En 1977, le rapport Emilanov dénonce les complots ourdis par le Bnai Brith, inaugurant une longue série de fantasmes colportés à droite comme à gauche sur cette organisation juive de type maçonnique. « Ce document établit la liste des supposés juifs et francs-maçons membres du gouvernement de Jimmy Carter, puis argue que Carter aurait été élu » par le Bnai Brith. L’URSS doit donc se défendre contre celui-ci en créant « un large front mondial et antisémite et anti-maçonnique sur le modèle des fronts antifascistes ». Il prédit « l’inévitable génocide » qui « attend tous les goyim, car la menace d’une domination mondialiste du sionisme fixée pour l’an 2000 pèse sur tous les goyim de la terre ».

L’antisémitisme stalinien n’est pas une spécificité soviétique. En effet, Benoît Frachon, dirigeant de la CGT et du PCF, n’hésite pas à déclarer, à la tribune du congrès de la CGT en 1967 : « Les correspondants de guerre nous ont présenté avec force détails, comme une grande manifestation de la foi, une cérémonie au mur des Lamentations (…). La présence de certains personnages de la haute finance lui conférait un autre sens que celui de ferveur religieuse (…). Le spectacle faisait penser que, comme dans Faust, c’était Satan qui conduisait le bal. Il n’y manquait même pas le veau d’or, toujours debout, qui (contemplait à ses pieds), dans le sang et dans la fange, les résultats de ses machinations diaboliques. En effet, les informations nous indiquaient qu’avaient assisté à ces saturnales deux représentants d’une tribu cosmopolite de banquiers bien connus : Alain et Edmond de Rothschild. À leurs pieds, des morts encore saignants. »

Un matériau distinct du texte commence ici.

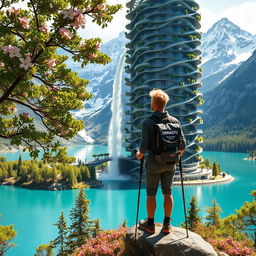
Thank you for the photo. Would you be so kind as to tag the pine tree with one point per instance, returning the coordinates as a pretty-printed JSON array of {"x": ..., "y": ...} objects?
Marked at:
[
  {"x": 7, "y": 234},
  {"x": 124, "y": 224},
  {"x": 193, "y": 218},
  {"x": 213, "y": 216},
  {"x": 61, "y": 240},
  {"x": 96, "y": 228},
  {"x": 207, "y": 163},
  {"x": 81, "y": 226},
  {"x": 44, "y": 250},
  {"x": 214, "y": 169},
  {"x": 19, "y": 166}
]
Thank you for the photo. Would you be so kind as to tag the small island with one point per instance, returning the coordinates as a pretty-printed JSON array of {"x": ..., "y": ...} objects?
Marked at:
[
  {"x": 251, "y": 155},
  {"x": 39, "y": 174}
]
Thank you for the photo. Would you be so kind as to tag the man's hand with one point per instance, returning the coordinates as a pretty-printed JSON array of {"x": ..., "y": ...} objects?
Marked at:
[{"x": 139, "y": 155}]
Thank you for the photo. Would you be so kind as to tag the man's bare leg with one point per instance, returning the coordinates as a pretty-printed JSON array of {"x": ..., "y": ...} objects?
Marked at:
[
  {"x": 168, "y": 205},
  {"x": 151, "y": 206}
]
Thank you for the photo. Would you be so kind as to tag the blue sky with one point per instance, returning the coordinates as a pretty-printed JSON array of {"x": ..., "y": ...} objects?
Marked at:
[{"x": 240, "y": 12}]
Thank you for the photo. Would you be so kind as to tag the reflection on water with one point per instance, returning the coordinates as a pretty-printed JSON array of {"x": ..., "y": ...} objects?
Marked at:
[{"x": 120, "y": 185}]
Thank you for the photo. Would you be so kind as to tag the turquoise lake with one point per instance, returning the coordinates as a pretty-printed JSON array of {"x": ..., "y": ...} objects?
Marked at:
[{"x": 33, "y": 212}]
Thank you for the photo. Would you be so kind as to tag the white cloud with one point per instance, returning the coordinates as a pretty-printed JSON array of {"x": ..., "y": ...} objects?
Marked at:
[
  {"x": 112, "y": 30},
  {"x": 242, "y": 14}
]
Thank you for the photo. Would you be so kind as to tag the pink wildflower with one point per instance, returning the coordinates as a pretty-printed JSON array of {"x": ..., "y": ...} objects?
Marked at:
[
  {"x": 25, "y": 115},
  {"x": 100, "y": 6},
  {"x": 7, "y": 49},
  {"x": 44, "y": 28},
  {"x": 57, "y": 88},
  {"x": 65, "y": 33},
  {"x": 97, "y": 45},
  {"x": 79, "y": 21},
  {"x": 14, "y": 52},
  {"x": 13, "y": 109},
  {"x": 24, "y": 21},
  {"x": 26, "y": 63},
  {"x": 68, "y": 14},
  {"x": 14, "y": 11},
  {"x": 64, "y": 132},
  {"x": 93, "y": 56},
  {"x": 51, "y": 63}
]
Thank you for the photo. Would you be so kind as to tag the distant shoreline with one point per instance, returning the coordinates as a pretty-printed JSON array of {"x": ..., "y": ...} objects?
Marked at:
[
  {"x": 51, "y": 186},
  {"x": 250, "y": 158},
  {"x": 227, "y": 178}
]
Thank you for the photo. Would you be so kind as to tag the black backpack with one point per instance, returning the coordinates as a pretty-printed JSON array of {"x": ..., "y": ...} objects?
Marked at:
[{"x": 167, "y": 135}]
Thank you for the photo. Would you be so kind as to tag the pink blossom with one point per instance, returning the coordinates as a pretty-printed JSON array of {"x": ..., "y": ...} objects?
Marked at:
[
  {"x": 25, "y": 115},
  {"x": 44, "y": 28},
  {"x": 97, "y": 45},
  {"x": 79, "y": 21},
  {"x": 51, "y": 63},
  {"x": 68, "y": 14},
  {"x": 100, "y": 6},
  {"x": 64, "y": 132},
  {"x": 24, "y": 21},
  {"x": 7, "y": 49},
  {"x": 14, "y": 52},
  {"x": 26, "y": 63},
  {"x": 14, "y": 11},
  {"x": 71, "y": 13},
  {"x": 93, "y": 56},
  {"x": 65, "y": 33},
  {"x": 13, "y": 109}
]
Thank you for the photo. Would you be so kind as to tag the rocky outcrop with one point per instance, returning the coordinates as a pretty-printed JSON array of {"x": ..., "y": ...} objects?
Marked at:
[{"x": 174, "y": 244}]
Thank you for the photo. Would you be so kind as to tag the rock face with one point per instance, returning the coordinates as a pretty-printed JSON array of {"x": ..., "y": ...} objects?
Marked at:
[{"x": 174, "y": 244}]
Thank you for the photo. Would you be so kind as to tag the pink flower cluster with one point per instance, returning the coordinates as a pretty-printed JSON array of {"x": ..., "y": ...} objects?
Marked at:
[
  {"x": 77, "y": 16},
  {"x": 44, "y": 28},
  {"x": 107, "y": 243},
  {"x": 14, "y": 11},
  {"x": 24, "y": 21},
  {"x": 232, "y": 247},
  {"x": 65, "y": 33},
  {"x": 14, "y": 51}
]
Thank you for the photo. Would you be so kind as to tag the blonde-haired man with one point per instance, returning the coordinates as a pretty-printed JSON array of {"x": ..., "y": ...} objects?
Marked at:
[{"x": 156, "y": 172}]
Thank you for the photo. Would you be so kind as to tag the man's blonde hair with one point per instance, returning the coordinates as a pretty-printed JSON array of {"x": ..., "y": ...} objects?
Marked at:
[{"x": 159, "y": 97}]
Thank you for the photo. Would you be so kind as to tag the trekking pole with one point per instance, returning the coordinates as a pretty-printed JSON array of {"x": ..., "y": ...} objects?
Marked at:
[
  {"x": 138, "y": 200},
  {"x": 183, "y": 195}
]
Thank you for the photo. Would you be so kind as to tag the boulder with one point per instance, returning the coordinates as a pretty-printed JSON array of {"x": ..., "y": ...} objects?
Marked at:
[{"x": 174, "y": 244}]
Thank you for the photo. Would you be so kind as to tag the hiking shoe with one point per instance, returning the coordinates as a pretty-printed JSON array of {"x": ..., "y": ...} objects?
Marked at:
[
  {"x": 166, "y": 229},
  {"x": 149, "y": 228}
]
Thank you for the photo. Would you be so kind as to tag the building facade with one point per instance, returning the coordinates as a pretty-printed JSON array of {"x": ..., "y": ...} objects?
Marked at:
[{"x": 164, "y": 52}]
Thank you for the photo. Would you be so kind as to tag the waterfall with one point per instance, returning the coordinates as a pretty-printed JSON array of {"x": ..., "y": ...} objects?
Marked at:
[{"x": 115, "y": 134}]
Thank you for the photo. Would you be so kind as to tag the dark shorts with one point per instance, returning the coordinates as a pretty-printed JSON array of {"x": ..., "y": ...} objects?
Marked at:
[{"x": 153, "y": 178}]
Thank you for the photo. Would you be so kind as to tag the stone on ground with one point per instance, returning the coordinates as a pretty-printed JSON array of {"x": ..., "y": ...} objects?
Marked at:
[{"x": 174, "y": 244}]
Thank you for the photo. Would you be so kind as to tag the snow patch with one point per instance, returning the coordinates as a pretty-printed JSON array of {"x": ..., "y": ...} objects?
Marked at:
[{"x": 85, "y": 136}]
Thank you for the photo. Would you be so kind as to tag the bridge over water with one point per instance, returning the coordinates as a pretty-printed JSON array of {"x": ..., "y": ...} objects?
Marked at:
[{"x": 98, "y": 161}]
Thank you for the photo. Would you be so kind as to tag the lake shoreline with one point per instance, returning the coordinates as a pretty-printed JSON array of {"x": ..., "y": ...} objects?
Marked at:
[{"x": 56, "y": 186}]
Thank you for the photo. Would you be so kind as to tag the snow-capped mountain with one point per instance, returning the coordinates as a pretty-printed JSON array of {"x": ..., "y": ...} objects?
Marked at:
[
  {"x": 224, "y": 47},
  {"x": 97, "y": 111}
]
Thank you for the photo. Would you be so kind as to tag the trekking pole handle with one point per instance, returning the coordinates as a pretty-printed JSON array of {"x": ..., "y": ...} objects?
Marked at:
[{"x": 135, "y": 152}]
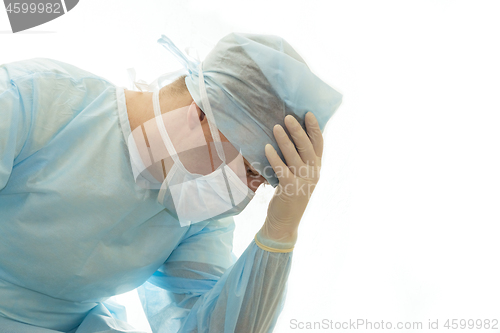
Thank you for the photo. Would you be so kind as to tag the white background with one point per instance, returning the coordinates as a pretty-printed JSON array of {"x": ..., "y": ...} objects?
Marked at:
[{"x": 404, "y": 225}]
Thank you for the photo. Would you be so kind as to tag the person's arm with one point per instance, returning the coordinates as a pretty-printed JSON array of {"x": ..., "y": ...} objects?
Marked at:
[{"x": 199, "y": 289}]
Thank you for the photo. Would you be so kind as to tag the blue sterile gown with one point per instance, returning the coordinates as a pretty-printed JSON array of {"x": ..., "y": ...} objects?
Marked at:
[{"x": 76, "y": 229}]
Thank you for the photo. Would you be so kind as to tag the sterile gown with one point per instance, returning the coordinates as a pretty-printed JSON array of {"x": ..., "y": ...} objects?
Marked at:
[{"x": 75, "y": 228}]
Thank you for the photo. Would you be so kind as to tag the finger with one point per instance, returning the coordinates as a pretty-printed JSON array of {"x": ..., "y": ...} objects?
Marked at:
[
  {"x": 314, "y": 133},
  {"x": 304, "y": 146},
  {"x": 280, "y": 168},
  {"x": 286, "y": 146}
]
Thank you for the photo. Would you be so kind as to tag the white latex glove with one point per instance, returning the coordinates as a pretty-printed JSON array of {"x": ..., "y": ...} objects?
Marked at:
[{"x": 297, "y": 180}]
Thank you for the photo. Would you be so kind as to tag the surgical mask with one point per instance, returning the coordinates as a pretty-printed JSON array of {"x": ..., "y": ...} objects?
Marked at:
[
  {"x": 215, "y": 192},
  {"x": 193, "y": 197}
]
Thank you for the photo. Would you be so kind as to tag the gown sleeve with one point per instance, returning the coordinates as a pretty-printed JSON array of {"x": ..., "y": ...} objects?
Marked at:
[
  {"x": 12, "y": 131},
  {"x": 202, "y": 288}
]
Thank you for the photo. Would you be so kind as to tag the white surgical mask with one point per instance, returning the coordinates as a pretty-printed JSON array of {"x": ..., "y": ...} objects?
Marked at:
[{"x": 194, "y": 197}]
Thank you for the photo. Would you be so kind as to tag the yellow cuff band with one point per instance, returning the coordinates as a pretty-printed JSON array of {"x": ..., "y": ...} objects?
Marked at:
[{"x": 270, "y": 249}]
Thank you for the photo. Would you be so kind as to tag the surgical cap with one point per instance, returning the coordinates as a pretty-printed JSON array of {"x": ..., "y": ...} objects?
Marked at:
[{"x": 253, "y": 82}]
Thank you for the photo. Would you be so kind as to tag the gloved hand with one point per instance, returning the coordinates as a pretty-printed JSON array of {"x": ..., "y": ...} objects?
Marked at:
[{"x": 297, "y": 180}]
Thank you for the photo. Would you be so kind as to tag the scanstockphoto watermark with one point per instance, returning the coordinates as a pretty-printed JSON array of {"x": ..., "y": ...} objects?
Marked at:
[
  {"x": 367, "y": 324},
  {"x": 354, "y": 324}
]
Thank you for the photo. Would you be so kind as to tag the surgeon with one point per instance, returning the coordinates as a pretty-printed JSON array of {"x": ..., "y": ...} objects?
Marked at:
[{"x": 105, "y": 189}]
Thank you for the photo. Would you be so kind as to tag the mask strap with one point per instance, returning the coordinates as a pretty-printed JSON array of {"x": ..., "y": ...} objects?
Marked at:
[
  {"x": 190, "y": 63},
  {"x": 207, "y": 109},
  {"x": 161, "y": 127}
]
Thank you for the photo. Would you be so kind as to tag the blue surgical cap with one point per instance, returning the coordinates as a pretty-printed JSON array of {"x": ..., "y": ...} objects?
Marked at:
[{"x": 253, "y": 81}]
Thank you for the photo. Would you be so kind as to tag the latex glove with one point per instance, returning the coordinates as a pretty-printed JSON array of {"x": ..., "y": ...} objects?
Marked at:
[{"x": 297, "y": 180}]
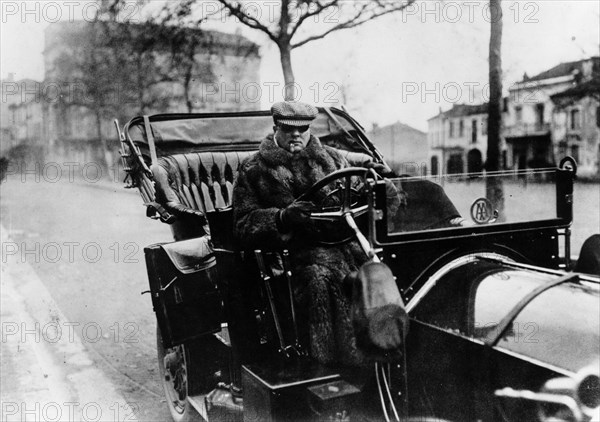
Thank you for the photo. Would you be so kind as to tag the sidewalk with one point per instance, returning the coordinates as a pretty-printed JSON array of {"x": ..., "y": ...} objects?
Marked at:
[{"x": 46, "y": 373}]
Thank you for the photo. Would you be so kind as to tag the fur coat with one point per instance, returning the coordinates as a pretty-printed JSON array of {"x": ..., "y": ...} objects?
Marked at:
[{"x": 269, "y": 181}]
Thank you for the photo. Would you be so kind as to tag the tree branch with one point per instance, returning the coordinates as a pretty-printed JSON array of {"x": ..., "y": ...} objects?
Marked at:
[
  {"x": 250, "y": 21},
  {"x": 320, "y": 8},
  {"x": 357, "y": 19}
]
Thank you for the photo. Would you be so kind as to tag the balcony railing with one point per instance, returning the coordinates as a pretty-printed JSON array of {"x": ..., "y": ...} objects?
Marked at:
[{"x": 526, "y": 129}]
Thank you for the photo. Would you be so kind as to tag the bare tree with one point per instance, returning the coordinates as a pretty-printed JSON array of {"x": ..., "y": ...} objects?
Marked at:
[
  {"x": 494, "y": 187},
  {"x": 283, "y": 27}
]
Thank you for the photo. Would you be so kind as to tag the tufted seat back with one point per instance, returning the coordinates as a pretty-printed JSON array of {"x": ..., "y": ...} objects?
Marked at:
[{"x": 203, "y": 182}]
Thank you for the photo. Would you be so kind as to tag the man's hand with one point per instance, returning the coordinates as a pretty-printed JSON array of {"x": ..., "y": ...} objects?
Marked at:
[
  {"x": 381, "y": 169},
  {"x": 296, "y": 214}
]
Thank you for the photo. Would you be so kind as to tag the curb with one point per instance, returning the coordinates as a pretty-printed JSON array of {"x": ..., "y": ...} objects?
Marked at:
[{"x": 54, "y": 377}]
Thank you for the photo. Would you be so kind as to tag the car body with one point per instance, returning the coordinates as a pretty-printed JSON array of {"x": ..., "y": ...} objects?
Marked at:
[{"x": 500, "y": 328}]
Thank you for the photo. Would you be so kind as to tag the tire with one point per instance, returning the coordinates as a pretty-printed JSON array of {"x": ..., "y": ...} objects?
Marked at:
[{"x": 176, "y": 383}]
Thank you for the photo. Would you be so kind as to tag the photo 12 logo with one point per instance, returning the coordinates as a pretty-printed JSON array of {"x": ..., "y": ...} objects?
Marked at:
[
  {"x": 64, "y": 331},
  {"x": 69, "y": 252},
  {"x": 52, "y": 411},
  {"x": 63, "y": 11}
]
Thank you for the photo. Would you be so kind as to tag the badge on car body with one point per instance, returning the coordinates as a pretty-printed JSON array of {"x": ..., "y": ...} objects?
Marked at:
[{"x": 482, "y": 211}]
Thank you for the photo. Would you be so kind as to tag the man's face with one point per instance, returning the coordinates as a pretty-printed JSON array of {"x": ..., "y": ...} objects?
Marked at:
[{"x": 292, "y": 138}]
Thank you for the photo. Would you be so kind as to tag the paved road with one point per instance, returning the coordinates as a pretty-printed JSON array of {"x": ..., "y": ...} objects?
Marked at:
[{"x": 85, "y": 243}]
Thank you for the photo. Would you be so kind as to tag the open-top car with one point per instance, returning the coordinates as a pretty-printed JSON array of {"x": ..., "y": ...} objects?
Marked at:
[{"x": 499, "y": 328}]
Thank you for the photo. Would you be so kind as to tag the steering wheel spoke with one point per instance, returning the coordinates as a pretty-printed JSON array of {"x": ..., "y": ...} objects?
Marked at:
[
  {"x": 343, "y": 199},
  {"x": 326, "y": 216}
]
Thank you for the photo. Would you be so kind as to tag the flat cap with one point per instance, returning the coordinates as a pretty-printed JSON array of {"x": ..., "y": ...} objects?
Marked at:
[{"x": 293, "y": 113}]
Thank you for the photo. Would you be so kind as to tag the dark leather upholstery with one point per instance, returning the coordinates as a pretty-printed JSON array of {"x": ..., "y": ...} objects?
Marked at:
[{"x": 191, "y": 186}]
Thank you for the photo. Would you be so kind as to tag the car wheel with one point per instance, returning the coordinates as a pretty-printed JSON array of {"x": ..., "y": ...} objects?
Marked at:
[{"x": 173, "y": 364}]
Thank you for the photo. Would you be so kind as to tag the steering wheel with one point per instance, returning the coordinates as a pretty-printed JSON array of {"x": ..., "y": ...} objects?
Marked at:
[{"x": 343, "y": 203}]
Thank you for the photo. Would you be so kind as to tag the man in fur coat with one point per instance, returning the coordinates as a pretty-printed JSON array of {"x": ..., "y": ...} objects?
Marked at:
[{"x": 266, "y": 217}]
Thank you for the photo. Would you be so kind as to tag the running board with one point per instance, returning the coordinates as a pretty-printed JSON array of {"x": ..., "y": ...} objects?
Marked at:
[{"x": 199, "y": 405}]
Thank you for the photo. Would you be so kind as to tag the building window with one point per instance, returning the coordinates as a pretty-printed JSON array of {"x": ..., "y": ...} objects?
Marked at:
[
  {"x": 575, "y": 152},
  {"x": 539, "y": 111},
  {"x": 575, "y": 123},
  {"x": 519, "y": 114}
]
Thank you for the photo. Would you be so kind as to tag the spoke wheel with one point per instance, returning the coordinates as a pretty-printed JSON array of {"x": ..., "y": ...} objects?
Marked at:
[
  {"x": 343, "y": 199},
  {"x": 173, "y": 368}
]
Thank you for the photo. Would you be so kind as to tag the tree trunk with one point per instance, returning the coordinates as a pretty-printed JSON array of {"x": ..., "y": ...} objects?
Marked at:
[
  {"x": 494, "y": 187},
  {"x": 285, "y": 53},
  {"x": 105, "y": 153}
]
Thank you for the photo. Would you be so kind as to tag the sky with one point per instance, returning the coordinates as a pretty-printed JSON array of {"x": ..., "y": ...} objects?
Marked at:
[{"x": 402, "y": 67}]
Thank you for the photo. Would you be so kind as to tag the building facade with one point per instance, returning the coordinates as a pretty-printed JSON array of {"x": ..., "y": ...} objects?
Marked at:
[
  {"x": 96, "y": 72},
  {"x": 545, "y": 118},
  {"x": 404, "y": 147},
  {"x": 457, "y": 140}
]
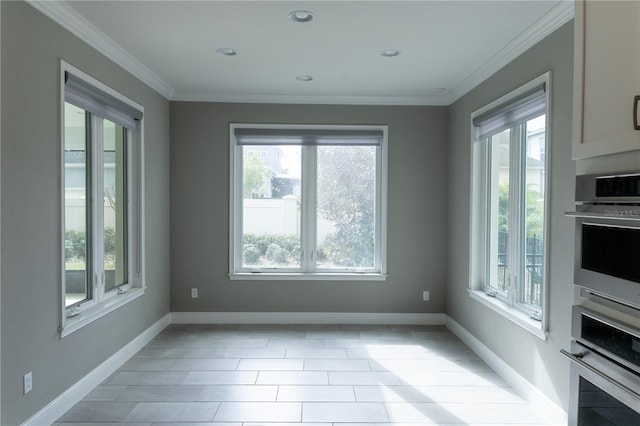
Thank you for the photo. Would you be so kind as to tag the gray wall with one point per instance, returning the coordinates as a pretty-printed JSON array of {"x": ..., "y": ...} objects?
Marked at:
[
  {"x": 31, "y": 47},
  {"x": 200, "y": 212},
  {"x": 538, "y": 361}
]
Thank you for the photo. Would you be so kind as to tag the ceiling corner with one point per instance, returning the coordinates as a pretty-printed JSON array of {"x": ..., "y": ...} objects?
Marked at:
[
  {"x": 561, "y": 13},
  {"x": 61, "y": 13}
]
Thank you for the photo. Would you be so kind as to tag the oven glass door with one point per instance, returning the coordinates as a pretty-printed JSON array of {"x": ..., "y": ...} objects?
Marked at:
[
  {"x": 597, "y": 407},
  {"x": 607, "y": 257},
  {"x": 602, "y": 392}
]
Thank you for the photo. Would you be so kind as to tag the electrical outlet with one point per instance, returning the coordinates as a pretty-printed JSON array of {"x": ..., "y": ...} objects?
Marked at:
[{"x": 27, "y": 382}]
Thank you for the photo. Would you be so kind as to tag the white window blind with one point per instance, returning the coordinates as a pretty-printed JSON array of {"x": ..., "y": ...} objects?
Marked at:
[
  {"x": 307, "y": 137},
  {"x": 528, "y": 105},
  {"x": 90, "y": 98}
]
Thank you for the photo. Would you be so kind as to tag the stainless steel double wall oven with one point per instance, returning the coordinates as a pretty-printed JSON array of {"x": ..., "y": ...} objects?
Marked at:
[{"x": 605, "y": 349}]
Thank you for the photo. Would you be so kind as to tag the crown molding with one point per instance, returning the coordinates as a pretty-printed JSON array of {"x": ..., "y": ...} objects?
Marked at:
[
  {"x": 313, "y": 99},
  {"x": 68, "y": 18},
  {"x": 557, "y": 16}
]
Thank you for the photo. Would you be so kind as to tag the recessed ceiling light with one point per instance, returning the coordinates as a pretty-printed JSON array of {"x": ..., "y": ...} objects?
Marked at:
[
  {"x": 227, "y": 51},
  {"x": 390, "y": 53},
  {"x": 301, "y": 16}
]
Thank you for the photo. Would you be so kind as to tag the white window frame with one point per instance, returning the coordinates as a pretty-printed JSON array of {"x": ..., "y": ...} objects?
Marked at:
[
  {"x": 506, "y": 305},
  {"x": 76, "y": 316},
  {"x": 307, "y": 271}
]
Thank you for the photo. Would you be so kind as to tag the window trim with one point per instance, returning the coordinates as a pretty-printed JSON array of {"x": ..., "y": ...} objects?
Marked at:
[
  {"x": 235, "y": 246},
  {"x": 94, "y": 309},
  {"x": 479, "y": 224}
]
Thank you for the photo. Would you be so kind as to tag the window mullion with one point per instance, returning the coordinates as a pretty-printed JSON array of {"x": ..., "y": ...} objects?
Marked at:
[
  {"x": 309, "y": 203},
  {"x": 516, "y": 221},
  {"x": 97, "y": 190}
]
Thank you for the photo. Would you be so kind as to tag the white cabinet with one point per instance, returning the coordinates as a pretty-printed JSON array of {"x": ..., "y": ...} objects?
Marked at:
[{"x": 606, "y": 116}]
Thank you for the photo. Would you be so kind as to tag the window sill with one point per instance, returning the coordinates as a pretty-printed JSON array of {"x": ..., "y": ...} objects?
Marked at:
[
  {"x": 275, "y": 276},
  {"x": 94, "y": 313},
  {"x": 514, "y": 315}
]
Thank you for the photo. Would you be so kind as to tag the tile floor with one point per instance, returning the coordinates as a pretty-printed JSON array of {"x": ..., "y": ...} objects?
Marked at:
[{"x": 235, "y": 375}]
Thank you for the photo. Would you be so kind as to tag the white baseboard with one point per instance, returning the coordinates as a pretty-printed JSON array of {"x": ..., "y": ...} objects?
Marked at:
[
  {"x": 306, "y": 318},
  {"x": 56, "y": 408},
  {"x": 549, "y": 410}
]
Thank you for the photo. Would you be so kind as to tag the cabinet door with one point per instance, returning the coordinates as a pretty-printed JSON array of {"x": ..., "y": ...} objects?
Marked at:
[{"x": 607, "y": 77}]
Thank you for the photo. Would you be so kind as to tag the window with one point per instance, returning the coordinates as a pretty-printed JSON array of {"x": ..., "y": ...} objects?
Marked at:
[
  {"x": 308, "y": 202},
  {"x": 510, "y": 202},
  {"x": 101, "y": 160}
]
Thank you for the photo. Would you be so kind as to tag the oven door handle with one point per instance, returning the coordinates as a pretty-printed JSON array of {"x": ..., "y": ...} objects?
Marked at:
[
  {"x": 577, "y": 358},
  {"x": 610, "y": 216}
]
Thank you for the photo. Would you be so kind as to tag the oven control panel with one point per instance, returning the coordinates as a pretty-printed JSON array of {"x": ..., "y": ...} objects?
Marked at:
[{"x": 618, "y": 186}]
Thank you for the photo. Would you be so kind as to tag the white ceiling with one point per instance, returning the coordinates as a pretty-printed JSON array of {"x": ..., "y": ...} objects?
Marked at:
[{"x": 448, "y": 47}]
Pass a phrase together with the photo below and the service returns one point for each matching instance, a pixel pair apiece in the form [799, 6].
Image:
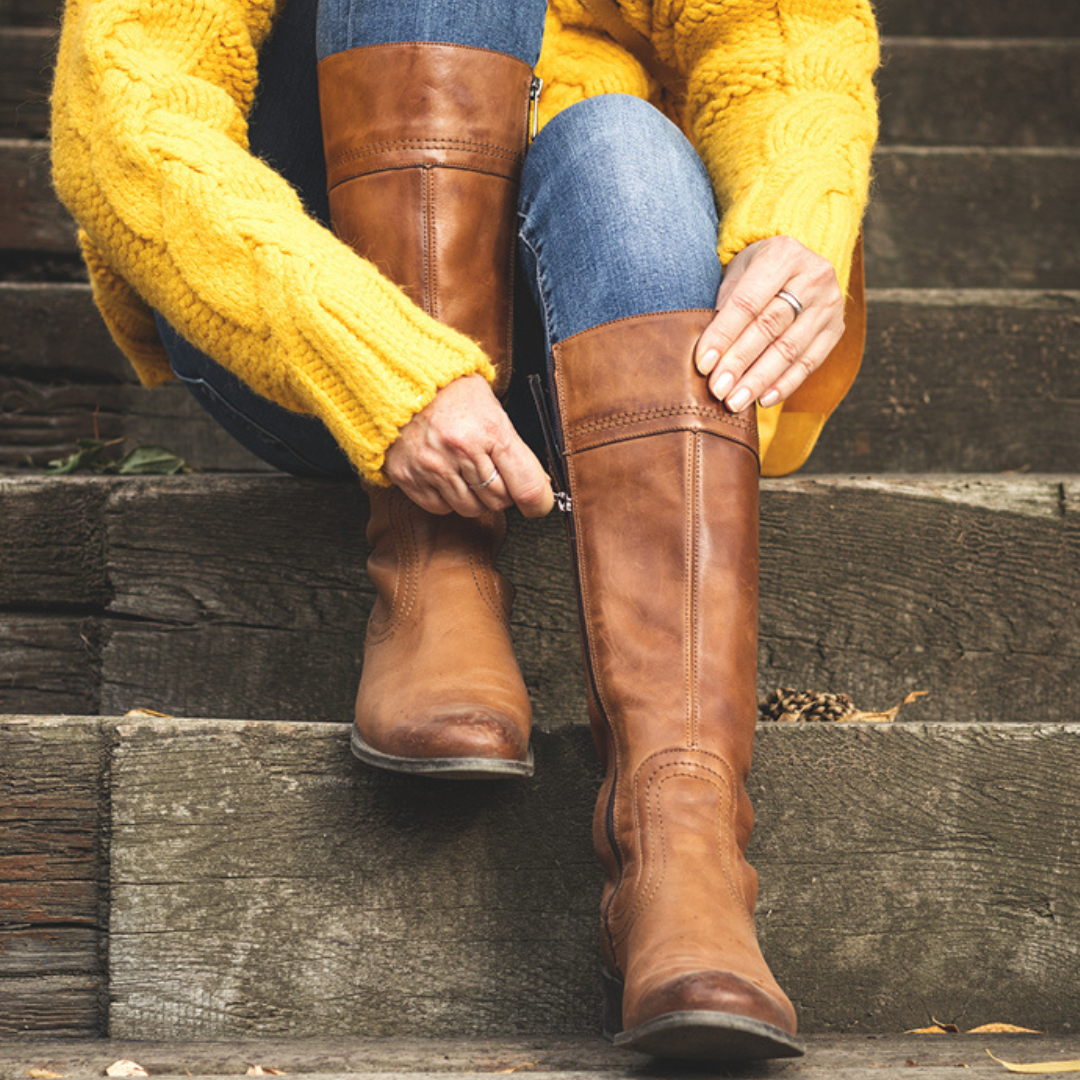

La guerre des Six Jours en 1967 marque un tournant. C’est à partir de cette date que l’extrême gauche abandonne progressivement toute référence au prolétariat israélien, et qu’une partie de l’extrême droite décide de mettre la pédale douce sur son antisémitisme quasi génétique et de faire l’éloge de la Résistance palestinienne. Comme l’expliqua le fasciste Franco Freda en 1972, emprisonné pour les attentats de la Piazza Fontana, « J’ai été un des premiers, et des peu nombreux, en Italie, en 1963, à travers une brochure à condamner (…) la politique de rapine, d’assassinats, de massacres (en un mot : de génocide) menée par le colonialisme juif dans la Palestine occupée ».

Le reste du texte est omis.